The turbodrill and trackset bit were run in the hole just below the casing shoe and pulled out at the first Hollywood marker. The well was drilled with 10,000 14,000 lb weight on bit, 50 rpm at the rotary and 750 rpm at the bit on turbodrill, 422 gpm flow rate, and 3,500 psi pumping pressure. The targeted shale section was drilled at a cost of $120.33/ft, saving an estimated $37,600.
The pulled bit had an IADC dull grade of 3 3 WT-A I ER TD after a total of 4.8 million revolutions.

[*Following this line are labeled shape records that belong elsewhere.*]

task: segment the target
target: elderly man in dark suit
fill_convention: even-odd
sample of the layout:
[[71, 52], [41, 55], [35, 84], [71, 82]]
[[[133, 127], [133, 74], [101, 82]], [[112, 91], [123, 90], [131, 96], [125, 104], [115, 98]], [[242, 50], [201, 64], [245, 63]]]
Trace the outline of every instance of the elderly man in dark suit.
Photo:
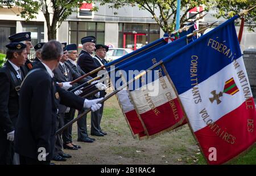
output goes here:
[[[31, 43], [31, 33], [30, 32], [24, 32], [14, 34], [10, 36], [9, 38], [11, 42], [20, 42], [27, 45], [27, 54], [30, 54], [30, 49], [33, 48]], [[32, 62], [28, 59], [24, 64], [24, 68], [27, 73], [30, 71], [33, 67]]]
[[[68, 59], [66, 63], [68, 63], [71, 67], [73, 68], [80, 76], [85, 75], [85, 72], [81, 68], [80, 66], [76, 62], [77, 59], [77, 48], [76, 44], [72, 44], [67, 46], [67, 49], [68, 51]], [[92, 79], [90, 76], [88, 76], [89, 79]], [[99, 85], [98, 85], [99, 84]], [[102, 88], [102, 84], [96, 84], [98, 89]], [[104, 87], [104, 89], [106, 88]], [[100, 96], [100, 92], [96, 94], [96, 96]], [[92, 97], [90, 97], [92, 98]], [[79, 114], [80, 114], [82, 112], [79, 111]], [[73, 112], [75, 114], [75, 112]], [[71, 115], [72, 115], [71, 114]], [[77, 140], [79, 141], [83, 141], [86, 143], [92, 143], [95, 140], [94, 138], [91, 138], [88, 136], [87, 132], [87, 123], [86, 123], [87, 115], [84, 115], [82, 118], [77, 121]]]
[[20, 85], [26, 76], [22, 66], [27, 57], [25, 44], [12, 42], [6, 47], [7, 61], [0, 68], [0, 164], [13, 164]]
[[[95, 63], [92, 55], [96, 49], [96, 40], [94, 36], [86, 36], [81, 39], [82, 49], [79, 54], [77, 64], [85, 72], [89, 72], [98, 67], [98, 66]], [[94, 78], [97, 76], [97, 73], [93, 74], [90, 76]], [[98, 126], [98, 119], [94, 118], [95, 117], [97, 117], [97, 115], [91, 113], [92, 125], [90, 134], [94, 136], [104, 136], [104, 134], [100, 131], [100, 129], [94, 127]]]
[[60, 42], [46, 43], [42, 51], [42, 62], [35, 67], [23, 81], [21, 106], [17, 122], [15, 152], [22, 164], [49, 164], [55, 143], [56, 114], [60, 102], [82, 110], [96, 111], [101, 98], [88, 100], [65, 91], [55, 84], [52, 72], [58, 67], [63, 49]]
[[[109, 46], [102, 44], [97, 44], [95, 46], [95, 56], [93, 57], [93, 60], [98, 67], [101, 67], [108, 63], [105, 57], [106, 57], [106, 53], [109, 50]], [[106, 95], [106, 92], [105, 90], [101, 91], [100, 91], [100, 96], [97, 98], [104, 97]], [[101, 109], [92, 113], [92, 115], [93, 116], [92, 119], [94, 122], [92, 123], [93, 125], [92, 126], [91, 132], [93, 133], [96, 132], [97, 133], [97, 131], [100, 131], [100, 133], [106, 135], [107, 133], [101, 130], [100, 126], [103, 115], [104, 102], [101, 104], [102, 106]]]
[[40, 42], [34, 46], [34, 49], [36, 52], [36, 57], [32, 62], [33, 66], [35, 66], [38, 62], [41, 62], [41, 50], [45, 42]]

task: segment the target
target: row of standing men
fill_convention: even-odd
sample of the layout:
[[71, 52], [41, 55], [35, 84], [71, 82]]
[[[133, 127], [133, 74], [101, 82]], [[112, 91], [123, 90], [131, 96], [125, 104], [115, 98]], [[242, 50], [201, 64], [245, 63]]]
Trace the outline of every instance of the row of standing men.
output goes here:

The trackset bit withstood the high rotational speed of the turbodrill while drilling the medium hard lower Miocene formations.
REFERENCES
- Brett, J.F., Warren, T.M., and Behr, S.M., "Bit Whirl A New Theory of PDC Bit Failure," SPE paper 19571, presented at the Society of Petroleum Engineers Annual Conference and Exhibition, San Antonio, Oct. 8 11, 1989.
- Warren, T.M., Brett, J.F., and Sinor, L.A., "Development of a Whirl Resistant Bit," SPE paper 19572, presented at the SPE Annual Conference and Exhibition, San Antonio, Oct. 8 11, 1989.
- Christensen, F.L., "Rotary Drill Bits," U.S. patent 3,106,973, Oct. 15, 1963.
- Weaver, G.E., and Bunch, W., "Application of Thermally Stable Polycrystalline Bits/Downhole Motors in West Texas," SPE/IADC paper 16116, presented at the Society of Petroleum Engineers/International Association of Drilling Contractors Annual Drilling Conference, New Orleans, Mar. 15 18, 1987.
- Weaver, G.E., and Clayton, R.I., "A New PDC Cutting Structure Improves Bit Stabilization and Extends Application Into Harder Rock Types," SPE/IADC paper 25734, presented at the SPE/IADC Annual Drilling Conference, Amsterdam, Feb. 23 25, 1993.